Priya Doraswamy | Photo Credit: Special Arrangement

Interestingly, there is considerable curiosity for Indian books in Hollywood. “Agencies, directors, producers and studios are all looking for books to adapt,” says Priya Doraswamy, founder of literary agency Lotus Lane Literary based in the U.S., who has represented Perumal Murugan and Arshia Sattar. “In the last five years there has been a surge of interest in Indian books, whether by diaspora or by Indian authors who live in India.” With HBO setting up office and Apple making a presence in India soon, everyone is trying to get a piece of the Indian pie, she says. “Hollywood is looking for Indian content not just written in English, but also in Indian languages.

‘No one really believes the readership is better’

Shruti Debi

Shruti Debi | Photo Credit: Special Arrangement

Publishing abroad has acquired a distinct “snob value,” says Shruti Debi, whose clients include Vivek Shanbhag and Akshaya Mukul. “Authors believe the editing is better, the reviews are better. But no one really believes the readership is better.” The hard truth is that there is not quite as much interest in India as there once was, she says. So, Indian writers are increasingly writing for a readership at home.

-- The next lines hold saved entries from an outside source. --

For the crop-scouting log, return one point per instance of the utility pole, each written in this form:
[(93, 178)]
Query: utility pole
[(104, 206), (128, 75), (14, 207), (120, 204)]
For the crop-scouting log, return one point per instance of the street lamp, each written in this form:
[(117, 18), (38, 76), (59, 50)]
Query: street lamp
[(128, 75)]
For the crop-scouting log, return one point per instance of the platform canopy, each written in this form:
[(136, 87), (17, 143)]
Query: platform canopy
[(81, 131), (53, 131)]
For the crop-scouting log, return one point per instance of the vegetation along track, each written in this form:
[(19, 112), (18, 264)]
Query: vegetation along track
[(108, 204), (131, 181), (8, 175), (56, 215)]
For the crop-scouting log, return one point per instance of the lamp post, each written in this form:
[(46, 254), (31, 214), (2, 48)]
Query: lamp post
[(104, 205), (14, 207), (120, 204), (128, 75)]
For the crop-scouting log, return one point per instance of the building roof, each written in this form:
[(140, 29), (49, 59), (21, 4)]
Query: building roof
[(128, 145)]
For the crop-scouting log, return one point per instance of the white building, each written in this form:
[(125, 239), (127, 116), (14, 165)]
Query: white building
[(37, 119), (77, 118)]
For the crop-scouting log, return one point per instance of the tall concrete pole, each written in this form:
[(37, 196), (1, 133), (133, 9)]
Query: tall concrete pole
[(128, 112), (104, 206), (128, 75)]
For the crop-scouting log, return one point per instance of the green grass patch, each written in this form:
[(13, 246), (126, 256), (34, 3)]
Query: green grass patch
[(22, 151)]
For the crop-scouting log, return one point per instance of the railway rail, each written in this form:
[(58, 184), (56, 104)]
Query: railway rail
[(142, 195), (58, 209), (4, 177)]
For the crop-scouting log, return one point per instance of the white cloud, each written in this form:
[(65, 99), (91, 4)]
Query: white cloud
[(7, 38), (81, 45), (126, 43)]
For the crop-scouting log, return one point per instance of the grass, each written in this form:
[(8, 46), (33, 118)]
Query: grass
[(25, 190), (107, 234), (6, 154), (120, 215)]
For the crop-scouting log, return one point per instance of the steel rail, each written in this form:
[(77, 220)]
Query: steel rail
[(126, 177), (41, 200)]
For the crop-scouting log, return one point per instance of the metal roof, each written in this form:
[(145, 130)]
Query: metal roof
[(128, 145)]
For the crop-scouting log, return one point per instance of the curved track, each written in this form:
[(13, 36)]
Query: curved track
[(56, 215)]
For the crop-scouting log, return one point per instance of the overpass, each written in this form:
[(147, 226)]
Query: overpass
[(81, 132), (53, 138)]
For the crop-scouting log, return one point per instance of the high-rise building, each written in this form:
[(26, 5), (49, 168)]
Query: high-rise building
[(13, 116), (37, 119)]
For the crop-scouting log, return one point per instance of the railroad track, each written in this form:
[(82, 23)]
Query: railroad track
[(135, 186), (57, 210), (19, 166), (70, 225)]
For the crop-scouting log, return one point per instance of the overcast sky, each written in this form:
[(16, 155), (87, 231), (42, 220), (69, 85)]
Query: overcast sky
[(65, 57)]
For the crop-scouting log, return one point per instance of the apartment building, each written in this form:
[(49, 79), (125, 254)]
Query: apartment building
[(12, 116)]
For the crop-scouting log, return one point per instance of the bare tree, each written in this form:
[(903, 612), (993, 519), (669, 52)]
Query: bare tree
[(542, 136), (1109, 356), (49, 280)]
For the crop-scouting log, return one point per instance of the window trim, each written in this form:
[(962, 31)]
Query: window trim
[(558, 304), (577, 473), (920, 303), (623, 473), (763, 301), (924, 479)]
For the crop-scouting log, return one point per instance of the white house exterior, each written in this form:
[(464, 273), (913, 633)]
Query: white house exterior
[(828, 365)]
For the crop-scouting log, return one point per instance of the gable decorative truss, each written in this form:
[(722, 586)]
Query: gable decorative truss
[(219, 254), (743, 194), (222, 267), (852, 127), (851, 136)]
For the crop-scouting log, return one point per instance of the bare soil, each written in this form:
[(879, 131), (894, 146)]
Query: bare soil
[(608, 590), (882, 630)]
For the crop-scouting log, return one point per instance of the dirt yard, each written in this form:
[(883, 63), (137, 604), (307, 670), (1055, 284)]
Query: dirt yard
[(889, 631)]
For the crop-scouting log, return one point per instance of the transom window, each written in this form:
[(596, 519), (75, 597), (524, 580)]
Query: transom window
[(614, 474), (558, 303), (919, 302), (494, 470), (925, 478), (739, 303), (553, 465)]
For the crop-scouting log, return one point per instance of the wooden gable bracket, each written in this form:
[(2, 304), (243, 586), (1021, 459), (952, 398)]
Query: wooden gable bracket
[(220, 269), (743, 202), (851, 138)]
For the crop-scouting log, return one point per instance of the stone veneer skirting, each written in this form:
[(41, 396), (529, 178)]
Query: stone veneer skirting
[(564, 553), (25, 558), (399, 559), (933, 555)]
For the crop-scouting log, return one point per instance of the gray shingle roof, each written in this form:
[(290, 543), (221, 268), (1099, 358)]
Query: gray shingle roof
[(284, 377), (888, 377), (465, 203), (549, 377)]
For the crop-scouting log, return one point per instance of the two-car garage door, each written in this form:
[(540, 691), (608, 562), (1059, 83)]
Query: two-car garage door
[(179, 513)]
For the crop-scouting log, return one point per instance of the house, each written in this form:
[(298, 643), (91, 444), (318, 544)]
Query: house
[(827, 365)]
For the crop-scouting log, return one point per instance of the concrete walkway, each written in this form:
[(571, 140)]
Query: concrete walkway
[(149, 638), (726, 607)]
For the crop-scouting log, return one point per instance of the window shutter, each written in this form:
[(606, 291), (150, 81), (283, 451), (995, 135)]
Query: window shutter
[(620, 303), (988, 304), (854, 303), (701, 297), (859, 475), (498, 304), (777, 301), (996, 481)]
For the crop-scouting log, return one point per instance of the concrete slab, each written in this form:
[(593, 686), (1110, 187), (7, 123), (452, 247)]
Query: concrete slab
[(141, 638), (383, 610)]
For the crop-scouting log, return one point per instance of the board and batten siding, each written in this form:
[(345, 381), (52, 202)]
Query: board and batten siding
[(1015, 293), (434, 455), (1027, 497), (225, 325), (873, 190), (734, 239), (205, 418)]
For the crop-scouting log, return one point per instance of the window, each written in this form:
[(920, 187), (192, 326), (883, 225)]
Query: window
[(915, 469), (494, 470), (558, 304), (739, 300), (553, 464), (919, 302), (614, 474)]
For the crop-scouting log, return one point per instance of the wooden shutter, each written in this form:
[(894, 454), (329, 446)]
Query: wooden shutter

“You’ll notice that we rarely see the kind of criticism that used to be levelled, if somewhat cruelly, at ‘IWE’ [Indian Writing in English] folk in the 2000s, about ‘writing for a foreign audience’.” But there is another category of books that spurs international debate: academic books, crossover books, commentaries on politics or history or economics or gender, she adds. “These may not be for the general reader in the U.K. or the U.S., but Indian scholarship definitely makes it across.”

Says Debi: “So now, except that the really prestigious literary prizes are located abroad, and to be eligible one should have been published by a legitimate local publisher there, I don’t think acceptance abroad matters as much as it used to. Or, it shouldn’t!” Indian publishing too has become more respectful of the submitted material and less enamoured of the tag, co-published by so-and-so press in the U.K.., for instance, she says.